De nombreuses Constitutions sont dites rigides, c’est à dire que leur procédure de modification est une procédure particulière, plus lourde que celle de la procédure législative ordinaire. Cette rigidité constitutionnelle contribue à renforcer la place de la Constitution au sommet de la hiérarchie des normes. En effet, puisque le législateur ne peut pas modifier facilement la Constitution, les principes qu’elles contiennent ont une valeur symbolique plus élevée et sont à même de perdurer par-delà les alternances politiques, même si la rigidité n’est bien entendu pas absolue. Au contraire on peut considérer qu’une Constitution souple peut conduire à aplanir la hiérarchie des normes puisqu’elle peut être révisée selon une procédure similaire à la procédure législative ordinaire.

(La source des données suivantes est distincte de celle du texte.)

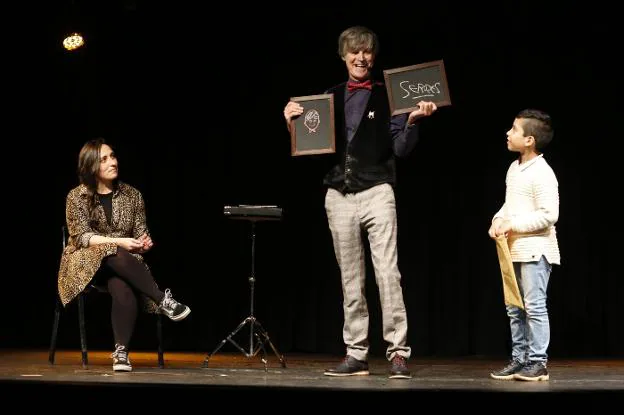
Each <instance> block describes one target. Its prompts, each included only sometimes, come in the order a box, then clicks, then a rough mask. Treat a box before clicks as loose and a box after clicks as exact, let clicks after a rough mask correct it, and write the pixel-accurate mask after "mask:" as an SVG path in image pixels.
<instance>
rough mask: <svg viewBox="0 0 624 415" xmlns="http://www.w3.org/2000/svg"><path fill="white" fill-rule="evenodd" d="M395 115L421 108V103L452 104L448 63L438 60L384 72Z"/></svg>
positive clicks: (389, 96) (443, 105) (438, 105)
mask: <svg viewBox="0 0 624 415" xmlns="http://www.w3.org/2000/svg"><path fill="white" fill-rule="evenodd" d="M383 74H384V79H385V81H386V88H387V90H388V100H389V101H390V111H391V113H392V115H397V114H404V113H406V112H412V111H414V110H416V109H418V102H419V101H432V102H434V103H435V104H436V105H437V106H438V107H444V106H447V105H451V97H450V94H449V89H448V82H447V81H446V71H445V69H444V61H442V60H437V61H432V62H425V63H421V64H418V65H412V66H405V67H403V68H396V69H387V70H384V71H383Z"/></svg>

Pour prendre l’exemple français, la Constitution de la Ve République est une Constitution rigide dont la révision, régie par son article 89, est assez complexe et nécessite notamment que le projet de révision soit approuvé par les deux chambres du Parlement réunies en Congrès ou par le peuple par référendum.

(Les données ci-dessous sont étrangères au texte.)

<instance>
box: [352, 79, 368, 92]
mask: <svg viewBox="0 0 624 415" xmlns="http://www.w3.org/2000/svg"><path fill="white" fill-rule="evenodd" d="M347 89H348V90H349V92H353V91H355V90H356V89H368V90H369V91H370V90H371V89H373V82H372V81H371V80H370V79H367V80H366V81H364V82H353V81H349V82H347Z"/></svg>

B - La prééminence de la Constitution entrainant un contrôle de constitutionnalité des normes inférieures
Le contrôle de constitutionnalité, qui permet d’écarter une norme contraire à la Constitution, peut revêtir des caractéristiques diverses selon les systèmes juridiques (1). Nous détaillerons ici, à titre d’exemple, les caractéristiques du contrôle français (2).

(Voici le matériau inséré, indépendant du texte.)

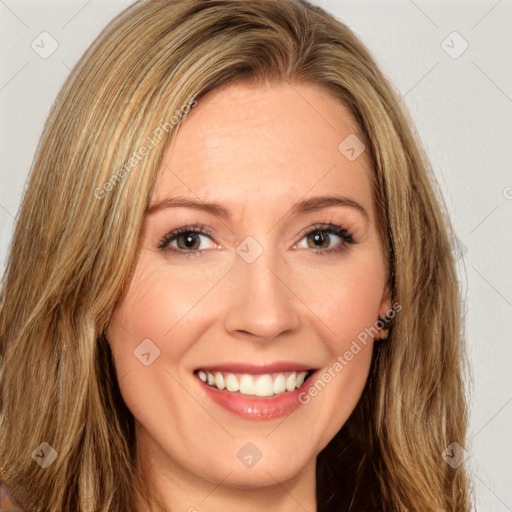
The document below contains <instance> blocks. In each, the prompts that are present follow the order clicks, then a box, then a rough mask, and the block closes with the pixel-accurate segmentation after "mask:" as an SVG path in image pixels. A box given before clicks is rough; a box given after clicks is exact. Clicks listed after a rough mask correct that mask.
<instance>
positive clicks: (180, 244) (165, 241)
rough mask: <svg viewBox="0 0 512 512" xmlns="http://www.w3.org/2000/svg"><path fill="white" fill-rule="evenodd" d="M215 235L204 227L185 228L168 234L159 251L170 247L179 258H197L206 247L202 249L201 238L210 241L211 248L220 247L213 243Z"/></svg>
mask: <svg viewBox="0 0 512 512" xmlns="http://www.w3.org/2000/svg"><path fill="white" fill-rule="evenodd" d="M212 236H213V234H212V233H211V232H210V230H209V229H208V228H207V227H206V226H203V225H197V226H183V227H180V228H177V229H175V230H173V231H170V232H169V233H167V234H166V235H165V236H164V237H163V238H162V240H160V243H159V244H158V248H159V249H165V248H167V247H169V248H170V249H171V250H172V251H174V252H176V253H178V255H179V256H197V255H199V254H200V253H201V251H202V250H204V249H205V247H201V241H202V240H201V238H202V237H203V238H205V239H209V240H210V241H211V242H212V247H211V248H216V247H219V246H218V245H216V244H214V243H213V239H212Z"/></svg>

1 - Un contrôle de constitutionnalité aux caractéristiques protéiformes
Comme le note le texte à commenter « un pouvoir gouvernemental ne saurait être exercé légalement que s’il est conforme à la Constitution étatique ». Cette idée de prééminence de la Constitution fait écho au concept de hiérarchie des normes évoqué précédemment.
Le contrôle de constitutionnalité est la condition de réalisation pratique de la théorie de la hiérarchie des normes. Ce contrôle implique qu’un juge doit être chargé de faire respecter la prééminence de la Constitution sur les autres normes. Le contrôle de constitutionnalité est ainsi le fait pour un organe institutionnel de vérifier qu’un acte juridique de rang inférieur à la Constitution est bien conforme à celle-ci, et le cas échant de l’écarter en cas de contradiction.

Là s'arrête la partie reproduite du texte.